Wann langsamer sinnvoll ist
Aber auch langsameres Abspielen hat seine Einsatzgebiete. Viele Ältere oder Menschen mit Handicap verstehen langsam Gesprochenes besser und können so den Nachrichten aus den Mediatheken oder Spielfilmen besser folgen. Macht das Lesen von Büchern Probleme, sind langsamer abgespielte Hörbücher für sie eine Alternative. Auch wer sich auf Youtube eine Anleitung ansehen möchte, um beispielsweise ein Lied auf dem Klavier oder der Gitarre nachzuspielen, kann ihr besser folgen, wenn sie langsamer abläuft. Wer eine Fremdsprache lernen will und sich dazu Filme mit einer anderen Tonspur und zusätzlich deutschen Untertiteln dazu ansieht, versteht bei langsamerem Abspielen besser und mehr.
Aber: noch gehört eine variable Abspielgeschwindigkeit nicht in allen Medienplayern und Apps auf Mac und iPhone/iPad zum Standard.
Youtube erkannte als einer der ersten die Möglichkeiten des variablen Abspielens auf allen seinen Portalen: in der mobilen App lässt sich die Funktion beim Abspielen eines Videos rechts oben über das Erweitert-Menü (mit den drei Punkten übereinander) aufrufen und dort die gewünschte „Wiedergabegeschwindigkeit“ in 0,25-Schritten schneller oder langsamer einstellen. Genauso einfach funktioniert es im Browser auf dem Mac: während des Abspielens das Einstellungs-Zahnrad unten im Bild anklicken und dort die Wiedergabegeschwindigkeit anpassen.


Auch Netflix hat mittlerweile erkannt, dass Speedwatching besonders bei Serien Sinn ergibt. Beim Abspielen eines Videos in der mobilen App unten auf „Geschwindigkeit“ tippen und dort nach Belieben schneller oder langsamer auswählen. Läuft Netflix auf dem Mac im Browser, kann man während der Wiedergabe unten auf das Symbol mit dem Tachometer klicken und die Abspielgeschwindigkeit justieren.
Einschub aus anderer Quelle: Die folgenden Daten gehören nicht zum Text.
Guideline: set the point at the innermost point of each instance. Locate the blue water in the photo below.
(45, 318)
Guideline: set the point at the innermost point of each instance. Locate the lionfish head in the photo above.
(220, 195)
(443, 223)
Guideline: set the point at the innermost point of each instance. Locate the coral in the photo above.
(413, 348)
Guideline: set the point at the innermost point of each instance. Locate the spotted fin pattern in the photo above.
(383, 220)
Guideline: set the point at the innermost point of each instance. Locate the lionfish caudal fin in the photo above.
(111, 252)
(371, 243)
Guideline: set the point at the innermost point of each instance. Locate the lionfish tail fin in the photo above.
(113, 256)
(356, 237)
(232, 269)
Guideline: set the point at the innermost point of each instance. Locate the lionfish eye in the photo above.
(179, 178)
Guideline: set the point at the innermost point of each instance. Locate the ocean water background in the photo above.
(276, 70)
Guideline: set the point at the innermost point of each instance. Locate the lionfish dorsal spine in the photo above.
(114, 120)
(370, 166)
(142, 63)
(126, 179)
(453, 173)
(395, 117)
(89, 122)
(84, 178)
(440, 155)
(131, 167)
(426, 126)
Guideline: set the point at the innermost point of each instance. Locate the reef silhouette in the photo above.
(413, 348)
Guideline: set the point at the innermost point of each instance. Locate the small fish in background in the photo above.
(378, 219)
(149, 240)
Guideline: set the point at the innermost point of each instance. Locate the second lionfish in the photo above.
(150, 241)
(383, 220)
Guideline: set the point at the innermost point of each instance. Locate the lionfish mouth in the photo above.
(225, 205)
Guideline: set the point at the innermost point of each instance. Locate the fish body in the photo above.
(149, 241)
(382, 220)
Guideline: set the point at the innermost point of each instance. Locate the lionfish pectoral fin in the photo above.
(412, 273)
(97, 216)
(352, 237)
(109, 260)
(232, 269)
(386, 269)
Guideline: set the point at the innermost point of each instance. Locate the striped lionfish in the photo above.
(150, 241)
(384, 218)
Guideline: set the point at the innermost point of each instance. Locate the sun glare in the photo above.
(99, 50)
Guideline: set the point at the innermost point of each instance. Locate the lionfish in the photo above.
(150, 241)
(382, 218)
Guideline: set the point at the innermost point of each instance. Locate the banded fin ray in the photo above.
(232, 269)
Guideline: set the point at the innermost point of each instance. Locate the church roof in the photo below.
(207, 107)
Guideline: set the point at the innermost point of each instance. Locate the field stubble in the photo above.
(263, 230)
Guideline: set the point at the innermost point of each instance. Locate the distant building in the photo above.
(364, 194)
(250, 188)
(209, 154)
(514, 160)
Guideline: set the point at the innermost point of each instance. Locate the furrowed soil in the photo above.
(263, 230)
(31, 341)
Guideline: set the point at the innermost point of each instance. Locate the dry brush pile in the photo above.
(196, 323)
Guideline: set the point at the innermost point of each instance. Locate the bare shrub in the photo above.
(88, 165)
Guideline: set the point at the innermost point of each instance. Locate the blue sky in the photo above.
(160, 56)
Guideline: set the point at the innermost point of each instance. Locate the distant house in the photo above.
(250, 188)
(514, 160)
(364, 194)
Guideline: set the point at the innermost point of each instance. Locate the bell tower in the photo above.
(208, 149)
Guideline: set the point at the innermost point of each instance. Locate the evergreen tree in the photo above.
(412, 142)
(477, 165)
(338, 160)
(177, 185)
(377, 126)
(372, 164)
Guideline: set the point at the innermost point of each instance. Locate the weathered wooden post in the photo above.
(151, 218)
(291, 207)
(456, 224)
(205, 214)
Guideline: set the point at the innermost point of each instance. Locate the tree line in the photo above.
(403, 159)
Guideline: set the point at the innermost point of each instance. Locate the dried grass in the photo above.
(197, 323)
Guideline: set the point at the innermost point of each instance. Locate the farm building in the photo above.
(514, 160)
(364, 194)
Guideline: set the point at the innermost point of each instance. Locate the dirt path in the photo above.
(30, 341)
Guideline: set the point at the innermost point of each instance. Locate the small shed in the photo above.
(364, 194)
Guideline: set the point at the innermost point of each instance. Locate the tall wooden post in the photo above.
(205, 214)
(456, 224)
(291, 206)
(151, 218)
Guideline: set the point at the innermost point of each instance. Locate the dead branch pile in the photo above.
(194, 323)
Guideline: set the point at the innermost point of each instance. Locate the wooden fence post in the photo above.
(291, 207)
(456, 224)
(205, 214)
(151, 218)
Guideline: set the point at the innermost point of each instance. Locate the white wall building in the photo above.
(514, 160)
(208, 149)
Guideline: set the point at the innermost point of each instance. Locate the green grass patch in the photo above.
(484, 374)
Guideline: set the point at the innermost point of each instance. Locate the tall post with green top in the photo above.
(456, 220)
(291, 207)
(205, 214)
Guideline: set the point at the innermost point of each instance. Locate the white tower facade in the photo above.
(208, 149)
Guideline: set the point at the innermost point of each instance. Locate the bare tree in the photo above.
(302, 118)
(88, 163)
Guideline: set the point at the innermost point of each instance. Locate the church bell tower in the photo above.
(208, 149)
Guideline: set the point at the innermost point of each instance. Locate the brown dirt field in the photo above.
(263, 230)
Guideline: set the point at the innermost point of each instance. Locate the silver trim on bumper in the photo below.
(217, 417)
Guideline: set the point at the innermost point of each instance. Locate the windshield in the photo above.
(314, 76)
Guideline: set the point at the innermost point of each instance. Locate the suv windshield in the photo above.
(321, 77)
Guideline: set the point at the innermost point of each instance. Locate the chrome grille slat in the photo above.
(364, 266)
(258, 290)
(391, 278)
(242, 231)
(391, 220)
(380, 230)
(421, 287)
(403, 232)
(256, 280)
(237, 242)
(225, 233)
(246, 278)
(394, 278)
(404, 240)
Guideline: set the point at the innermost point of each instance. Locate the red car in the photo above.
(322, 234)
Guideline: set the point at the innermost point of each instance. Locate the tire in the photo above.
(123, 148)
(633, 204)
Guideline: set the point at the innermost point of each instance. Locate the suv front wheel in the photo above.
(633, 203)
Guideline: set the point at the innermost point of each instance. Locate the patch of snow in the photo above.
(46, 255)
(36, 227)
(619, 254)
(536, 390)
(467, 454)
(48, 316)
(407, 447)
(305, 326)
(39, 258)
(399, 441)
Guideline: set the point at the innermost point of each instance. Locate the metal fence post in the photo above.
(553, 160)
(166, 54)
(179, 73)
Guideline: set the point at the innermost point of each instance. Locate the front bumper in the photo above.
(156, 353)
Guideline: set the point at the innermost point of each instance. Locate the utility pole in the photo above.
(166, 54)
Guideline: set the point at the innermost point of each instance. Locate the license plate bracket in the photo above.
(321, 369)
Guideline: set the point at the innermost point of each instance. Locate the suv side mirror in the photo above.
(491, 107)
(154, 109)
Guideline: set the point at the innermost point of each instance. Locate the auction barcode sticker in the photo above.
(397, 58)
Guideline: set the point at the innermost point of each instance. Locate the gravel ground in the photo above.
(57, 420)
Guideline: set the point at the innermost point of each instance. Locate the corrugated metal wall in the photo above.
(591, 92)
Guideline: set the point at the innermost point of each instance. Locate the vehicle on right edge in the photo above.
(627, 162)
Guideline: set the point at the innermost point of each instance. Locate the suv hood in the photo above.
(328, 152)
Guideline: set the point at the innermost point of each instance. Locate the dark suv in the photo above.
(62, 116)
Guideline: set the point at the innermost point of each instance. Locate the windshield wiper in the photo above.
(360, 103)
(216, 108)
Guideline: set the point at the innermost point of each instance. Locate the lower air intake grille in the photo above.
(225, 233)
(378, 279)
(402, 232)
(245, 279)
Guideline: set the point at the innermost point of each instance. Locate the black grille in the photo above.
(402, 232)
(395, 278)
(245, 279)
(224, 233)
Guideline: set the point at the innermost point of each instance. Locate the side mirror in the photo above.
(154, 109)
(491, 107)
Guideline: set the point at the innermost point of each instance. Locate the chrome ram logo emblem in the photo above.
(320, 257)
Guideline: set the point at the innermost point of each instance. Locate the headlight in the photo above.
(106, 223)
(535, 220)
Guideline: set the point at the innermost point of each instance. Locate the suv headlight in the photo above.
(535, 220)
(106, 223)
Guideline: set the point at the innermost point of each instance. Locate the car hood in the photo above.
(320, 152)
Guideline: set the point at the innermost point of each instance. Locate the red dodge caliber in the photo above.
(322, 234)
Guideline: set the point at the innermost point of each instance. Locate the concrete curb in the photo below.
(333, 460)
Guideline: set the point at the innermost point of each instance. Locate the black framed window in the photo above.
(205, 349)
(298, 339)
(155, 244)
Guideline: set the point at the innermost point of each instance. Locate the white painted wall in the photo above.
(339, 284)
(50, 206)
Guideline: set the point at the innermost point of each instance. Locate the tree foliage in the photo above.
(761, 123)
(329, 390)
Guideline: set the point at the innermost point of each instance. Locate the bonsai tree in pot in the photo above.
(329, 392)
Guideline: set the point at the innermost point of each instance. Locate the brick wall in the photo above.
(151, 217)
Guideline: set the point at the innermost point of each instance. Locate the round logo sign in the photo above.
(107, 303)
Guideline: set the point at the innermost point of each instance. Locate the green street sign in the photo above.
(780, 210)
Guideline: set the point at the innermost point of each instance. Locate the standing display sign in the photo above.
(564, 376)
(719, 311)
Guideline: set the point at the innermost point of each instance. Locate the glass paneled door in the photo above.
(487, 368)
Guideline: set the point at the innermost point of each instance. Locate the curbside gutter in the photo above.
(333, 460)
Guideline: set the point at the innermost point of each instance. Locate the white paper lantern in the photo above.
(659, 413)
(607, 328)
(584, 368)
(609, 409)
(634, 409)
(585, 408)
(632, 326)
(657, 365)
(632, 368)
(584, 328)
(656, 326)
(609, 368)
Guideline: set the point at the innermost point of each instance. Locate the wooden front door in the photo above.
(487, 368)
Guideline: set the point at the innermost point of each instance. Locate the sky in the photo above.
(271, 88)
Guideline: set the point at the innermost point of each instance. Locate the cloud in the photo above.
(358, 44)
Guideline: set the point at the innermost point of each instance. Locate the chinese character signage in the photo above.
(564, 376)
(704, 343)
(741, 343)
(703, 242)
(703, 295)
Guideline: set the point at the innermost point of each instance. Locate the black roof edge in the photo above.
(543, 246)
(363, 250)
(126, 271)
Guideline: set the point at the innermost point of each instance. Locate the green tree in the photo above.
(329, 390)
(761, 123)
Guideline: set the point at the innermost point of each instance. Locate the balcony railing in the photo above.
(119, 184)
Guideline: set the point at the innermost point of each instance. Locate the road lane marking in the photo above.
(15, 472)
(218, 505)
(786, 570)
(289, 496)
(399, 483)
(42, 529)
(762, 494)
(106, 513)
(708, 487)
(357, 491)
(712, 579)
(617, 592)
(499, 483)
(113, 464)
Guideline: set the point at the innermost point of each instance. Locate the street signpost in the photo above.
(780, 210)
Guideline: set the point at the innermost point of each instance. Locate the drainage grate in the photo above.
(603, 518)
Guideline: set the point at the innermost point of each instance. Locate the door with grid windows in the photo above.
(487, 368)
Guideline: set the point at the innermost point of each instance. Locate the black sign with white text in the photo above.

Apple TV+ und Disney+ bleiben bei ihrem Tempo
Die anderen beliebten Streaminganbieter für Filme und Serien, allen voran Amazon Prime Video, Disney+ und Apple TV+, bieten derzeit von sich aus keine variable Abspielgeschwindigkeit, weder mobil noch im Browser. Sie wollen ihren Nutzern stets das bestmögliche Filmerlebnis präsentieren. Bei schnellerer Wiedergabe aber steigt auch der Datendurchsatz stark an. Ist die Internetleitung oder die Hardware dafür nicht schnell genug, kann der Film ins Stocken kommen. Dieser Diskussion mit dem zahlenden Kunden wollen die Anbieter aus dem Weg gehen.
Allerdings lässt sich zumindest auf dem Mac die fehlende Funktion mit einer kostenlosen Browser-Erweiterung nachrüsten. Wer seine Filme über den Firefox- oder Chrome-Browser streamt, installiert sich dafür die bewährte Erweiterung „ Video Speed Controller “. Die Browser-Erweiterung lässt sich für den Chrome-Browser über die offizielle Website chrome.google.com/extensions und Eingabe von „Video Speed Controller“ herunterladen. Nutzer von Firefox finden die Browser-Erweiterung unter dem Link addons.mozilla.org . Nach dem Aktivieren der Erweiterung im Browser zeigt das Drücken der Taste „v“ die aktuelle Abspielgeschwindigkeit, die Taste „s“ spielt den Film langsamer, „d“ schneller ab.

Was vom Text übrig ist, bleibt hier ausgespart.